Kinshasa, 3 décembre 2025 – La Ligue Nationale de Football (LINAFOOT) a publié un communiqué de presse exprimant sa profonde indignation face aux incidents répétés qui ont marqué plusieurs rencontres de la 31ᵉ édition du Championnat National Illicocash Ligue I. Ces débordements, attribués à certains supporters, ont gravement perturbé le déroulement des matches et compromis la sécurité des officiels, des joueurs et des spectateurs.
Les affrontements du 22 novembre entre FC Renaissance et OC Renaissance, ainsi que ceux du 30 novembre entre l’AS V.Club et le DCMP/K au stade Tata Raphaël, ont été particulièrement pointés du doigt. La Commission de Gestion a relevé des troubles entre camps de supporters, des jets de projectiles menaçant la sécurité des athlètes et des envahissements de l’aire de jeu, transformant les stades en zones d’insécurité totale. Ces comportements, jugés anti-sportifs et contraires à l’éthique, ont également contribué à la dégradation des infrastructures par des actes de vandalisme.

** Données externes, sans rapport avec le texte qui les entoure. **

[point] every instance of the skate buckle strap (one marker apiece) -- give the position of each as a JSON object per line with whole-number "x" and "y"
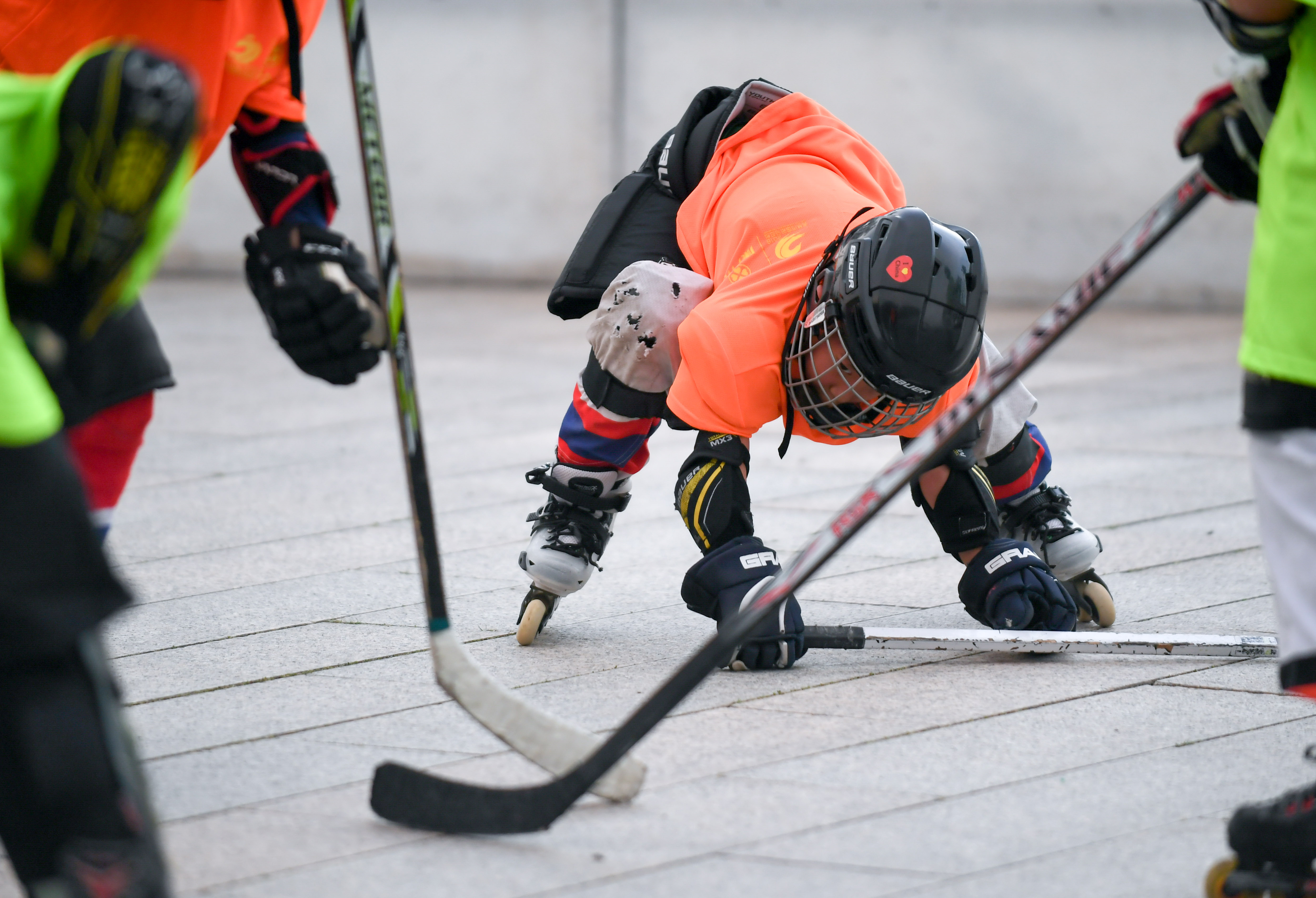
{"x": 562, "y": 519}
{"x": 540, "y": 477}
{"x": 1039, "y": 509}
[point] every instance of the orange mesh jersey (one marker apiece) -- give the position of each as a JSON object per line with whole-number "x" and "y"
{"x": 773, "y": 198}
{"x": 238, "y": 51}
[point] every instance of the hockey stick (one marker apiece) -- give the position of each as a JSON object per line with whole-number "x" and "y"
{"x": 553, "y": 744}
{"x": 430, "y": 803}
{"x": 1040, "y": 643}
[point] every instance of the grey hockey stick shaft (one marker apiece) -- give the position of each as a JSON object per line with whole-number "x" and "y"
{"x": 541, "y": 738}
{"x": 430, "y": 803}
{"x": 1041, "y": 643}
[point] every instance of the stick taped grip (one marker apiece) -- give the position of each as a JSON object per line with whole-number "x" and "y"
{"x": 834, "y": 638}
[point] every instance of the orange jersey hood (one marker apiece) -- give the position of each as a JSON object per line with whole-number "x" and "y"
{"x": 773, "y": 198}
{"x": 238, "y": 51}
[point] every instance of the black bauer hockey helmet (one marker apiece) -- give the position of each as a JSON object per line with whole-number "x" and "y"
{"x": 891, "y": 319}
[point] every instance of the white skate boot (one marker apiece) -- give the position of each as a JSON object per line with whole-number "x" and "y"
{"x": 570, "y": 532}
{"x": 1041, "y": 519}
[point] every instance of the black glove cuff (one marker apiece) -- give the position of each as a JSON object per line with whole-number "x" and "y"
{"x": 744, "y": 560}
{"x": 994, "y": 563}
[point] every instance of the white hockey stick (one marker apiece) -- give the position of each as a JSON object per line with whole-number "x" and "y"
{"x": 553, "y": 744}
{"x": 1040, "y": 643}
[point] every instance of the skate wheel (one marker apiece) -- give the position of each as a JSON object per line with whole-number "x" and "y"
{"x": 1217, "y": 876}
{"x": 531, "y": 622}
{"x": 1101, "y": 600}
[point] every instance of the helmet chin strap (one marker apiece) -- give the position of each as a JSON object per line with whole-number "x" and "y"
{"x": 824, "y": 264}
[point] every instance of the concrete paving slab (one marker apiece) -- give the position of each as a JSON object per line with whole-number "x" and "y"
{"x": 268, "y": 709}
{"x": 252, "y": 659}
{"x": 591, "y": 843}
{"x": 973, "y": 687}
{"x": 884, "y": 772}
{"x": 248, "y": 843}
{"x": 759, "y": 876}
{"x": 1251, "y": 676}
{"x": 985, "y": 830}
{"x": 985, "y": 752}
{"x": 203, "y": 783}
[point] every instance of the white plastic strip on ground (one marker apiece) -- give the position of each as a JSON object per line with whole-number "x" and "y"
{"x": 553, "y": 744}
{"x": 1098, "y": 643}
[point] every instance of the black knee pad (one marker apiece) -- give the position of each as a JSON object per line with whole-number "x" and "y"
{"x": 1011, "y": 463}
{"x": 713, "y": 496}
{"x": 125, "y": 123}
{"x": 965, "y": 517}
{"x": 66, "y": 769}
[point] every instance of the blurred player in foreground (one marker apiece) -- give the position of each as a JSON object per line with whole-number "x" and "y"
{"x": 763, "y": 265}
{"x": 1272, "y": 103}
{"x": 94, "y": 167}
{"x": 311, "y": 282}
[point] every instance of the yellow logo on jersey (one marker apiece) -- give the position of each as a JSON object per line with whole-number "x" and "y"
{"x": 248, "y": 58}
{"x": 789, "y": 245}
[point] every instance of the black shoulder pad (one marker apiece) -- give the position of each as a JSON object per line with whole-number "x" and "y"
{"x": 637, "y": 220}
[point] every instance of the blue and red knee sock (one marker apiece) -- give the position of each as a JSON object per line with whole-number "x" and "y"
{"x": 1020, "y": 467}
{"x": 590, "y": 438}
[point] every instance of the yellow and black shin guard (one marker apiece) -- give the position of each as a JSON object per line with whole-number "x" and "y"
{"x": 125, "y": 124}
{"x": 713, "y": 497}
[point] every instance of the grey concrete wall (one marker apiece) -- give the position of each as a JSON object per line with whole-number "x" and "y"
{"x": 1045, "y": 127}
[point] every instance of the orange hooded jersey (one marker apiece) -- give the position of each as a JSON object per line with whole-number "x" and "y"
{"x": 238, "y": 51}
{"x": 774, "y": 195}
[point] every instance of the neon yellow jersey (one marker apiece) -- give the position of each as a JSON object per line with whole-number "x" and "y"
{"x": 29, "y": 143}
{"x": 1280, "y": 316}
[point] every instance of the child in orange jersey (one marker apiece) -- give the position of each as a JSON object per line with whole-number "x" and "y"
{"x": 245, "y": 58}
{"x": 801, "y": 287}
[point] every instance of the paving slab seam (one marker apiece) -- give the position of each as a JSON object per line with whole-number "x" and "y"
{"x": 1230, "y": 689}
{"x": 265, "y": 680}
{"x": 290, "y": 538}
{"x": 895, "y": 563}
{"x": 1203, "y": 608}
{"x": 466, "y": 756}
{"x": 1239, "y": 733}
{"x": 294, "y": 580}
{"x": 953, "y": 723}
{"x": 1178, "y": 514}
{"x": 974, "y": 875}
{"x": 717, "y": 855}
{"x": 265, "y": 877}
{"x": 1012, "y": 784}
{"x": 941, "y": 879}
{"x": 1184, "y": 562}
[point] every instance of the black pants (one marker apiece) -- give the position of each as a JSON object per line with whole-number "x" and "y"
{"x": 54, "y": 580}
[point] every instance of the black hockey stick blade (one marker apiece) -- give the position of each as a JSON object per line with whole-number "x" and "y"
{"x": 418, "y": 800}
{"x": 431, "y": 803}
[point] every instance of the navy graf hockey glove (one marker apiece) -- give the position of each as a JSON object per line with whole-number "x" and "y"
{"x": 319, "y": 298}
{"x": 719, "y": 585}
{"x": 1007, "y": 587}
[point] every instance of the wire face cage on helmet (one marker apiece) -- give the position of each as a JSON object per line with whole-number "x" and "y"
{"x": 824, "y": 382}
{"x": 889, "y": 322}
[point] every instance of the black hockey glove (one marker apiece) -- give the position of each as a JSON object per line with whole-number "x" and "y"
{"x": 1244, "y": 36}
{"x": 718, "y": 587}
{"x": 1007, "y": 587}
{"x": 1228, "y": 135}
{"x": 319, "y": 298}
{"x": 1219, "y": 131}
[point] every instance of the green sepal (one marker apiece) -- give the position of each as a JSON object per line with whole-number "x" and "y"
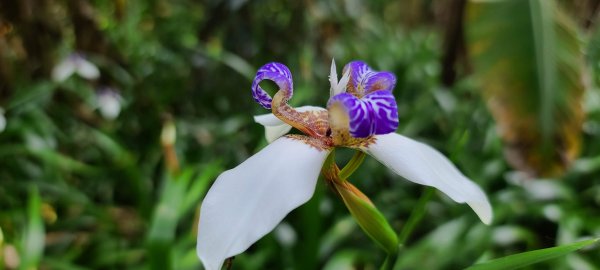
{"x": 371, "y": 221}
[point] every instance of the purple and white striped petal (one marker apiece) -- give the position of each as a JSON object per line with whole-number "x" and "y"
{"x": 384, "y": 111}
{"x": 359, "y": 115}
{"x": 364, "y": 80}
{"x": 277, "y": 73}
{"x": 375, "y": 113}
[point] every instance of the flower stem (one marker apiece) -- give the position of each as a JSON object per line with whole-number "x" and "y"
{"x": 416, "y": 215}
{"x": 352, "y": 165}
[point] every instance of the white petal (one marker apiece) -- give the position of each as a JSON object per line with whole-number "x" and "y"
{"x": 275, "y": 132}
{"x": 87, "y": 70}
{"x": 63, "y": 70}
{"x": 248, "y": 201}
{"x": 424, "y": 165}
{"x": 274, "y": 127}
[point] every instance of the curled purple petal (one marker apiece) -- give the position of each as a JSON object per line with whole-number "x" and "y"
{"x": 277, "y": 73}
{"x": 384, "y": 111}
{"x": 364, "y": 80}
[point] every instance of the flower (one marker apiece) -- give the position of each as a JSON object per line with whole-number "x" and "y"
{"x": 109, "y": 102}
{"x": 248, "y": 201}
{"x": 2, "y": 120}
{"x": 75, "y": 63}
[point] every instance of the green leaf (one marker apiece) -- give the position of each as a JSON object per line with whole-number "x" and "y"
{"x": 531, "y": 257}
{"x": 33, "y": 241}
{"x": 530, "y": 69}
{"x": 368, "y": 217}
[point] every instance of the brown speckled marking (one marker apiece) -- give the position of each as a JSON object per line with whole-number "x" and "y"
{"x": 312, "y": 123}
{"x": 319, "y": 144}
{"x": 316, "y": 124}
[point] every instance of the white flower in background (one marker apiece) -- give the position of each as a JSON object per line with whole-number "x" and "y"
{"x": 75, "y": 63}
{"x": 248, "y": 201}
{"x": 2, "y": 120}
{"x": 109, "y": 103}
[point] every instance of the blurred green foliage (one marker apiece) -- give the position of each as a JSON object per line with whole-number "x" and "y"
{"x": 82, "y": 191}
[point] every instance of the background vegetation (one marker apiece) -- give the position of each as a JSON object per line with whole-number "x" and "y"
{"x": 81, "y": 189}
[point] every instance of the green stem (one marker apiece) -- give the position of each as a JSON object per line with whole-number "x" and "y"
{"x": 352, "y": 165}
{"x": 389, "y": 262}
{"x": 416, "y": 215}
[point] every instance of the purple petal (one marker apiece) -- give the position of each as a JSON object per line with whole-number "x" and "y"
{"x": 383, "y": 80}
{"x": 384, "y": 111}
{"x": 277, "y": 73}
{"x": 359, "y": 114}
{"x": 375, "y": 113}
{"x": 364, "y": 80}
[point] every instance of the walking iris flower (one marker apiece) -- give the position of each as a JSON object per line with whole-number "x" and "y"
{"x": 248, "y": 201}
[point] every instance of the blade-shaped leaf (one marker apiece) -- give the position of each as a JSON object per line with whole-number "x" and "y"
{"x": 531, "y": 257}
{"x": 530, "y": 70}
{"x": 368, "y": 217}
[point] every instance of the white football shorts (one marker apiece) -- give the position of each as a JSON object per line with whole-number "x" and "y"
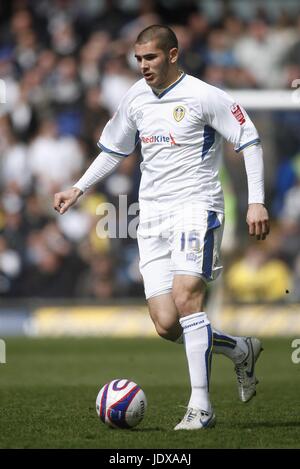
{"x": 185, "y": 243}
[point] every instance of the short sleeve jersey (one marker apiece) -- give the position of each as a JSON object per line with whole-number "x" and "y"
{"x": 180, "y": 131}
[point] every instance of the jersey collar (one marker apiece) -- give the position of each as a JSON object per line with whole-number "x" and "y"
{"x": 166, "y": 90}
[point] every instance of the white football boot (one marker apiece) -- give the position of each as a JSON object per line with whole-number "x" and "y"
{"x": 245, "y": 370}
{"x": 196, "y": 419}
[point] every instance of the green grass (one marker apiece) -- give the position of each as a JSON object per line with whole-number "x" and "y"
{"x": 48, "y": 389}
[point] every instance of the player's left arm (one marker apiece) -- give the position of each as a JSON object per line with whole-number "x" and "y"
{"x": 257, "y": 215}
{"x": 233, "y": 122}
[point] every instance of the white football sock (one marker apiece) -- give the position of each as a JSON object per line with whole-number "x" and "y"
{"x": 198, "y": 346}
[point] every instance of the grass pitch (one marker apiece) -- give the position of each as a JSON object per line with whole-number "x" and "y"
{"x": 48, "y": 389}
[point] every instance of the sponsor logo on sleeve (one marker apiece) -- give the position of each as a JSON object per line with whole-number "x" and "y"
{"x": 238, "y": 113}
{"x": 179, "y": 113}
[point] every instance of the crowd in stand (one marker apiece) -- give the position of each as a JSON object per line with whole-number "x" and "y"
{"x": 66, "y": 65}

La LINAFOOT rappelle que ces incidents ne sont pas isolés. Plusieurs matches antérieurs ont déjà été émaillés par des actes d’incivisme, notamment ceux impliquant OC Renaissance, AS V.Club, DCMP/K et FC Renaissance. Face à cette récurrence, la Commission a décidé que tous les prochains matches de ces clubs se joueront désormais à huis clos, jusqu’à nouvel ordre. Elle avertit que toute récidive pourrait entraîner des sanctions plus sévères, allant jusqu’à la délocalisation des rencontres, conformément aux articles 24 et 25 du Code disciplinaire de la Fédération.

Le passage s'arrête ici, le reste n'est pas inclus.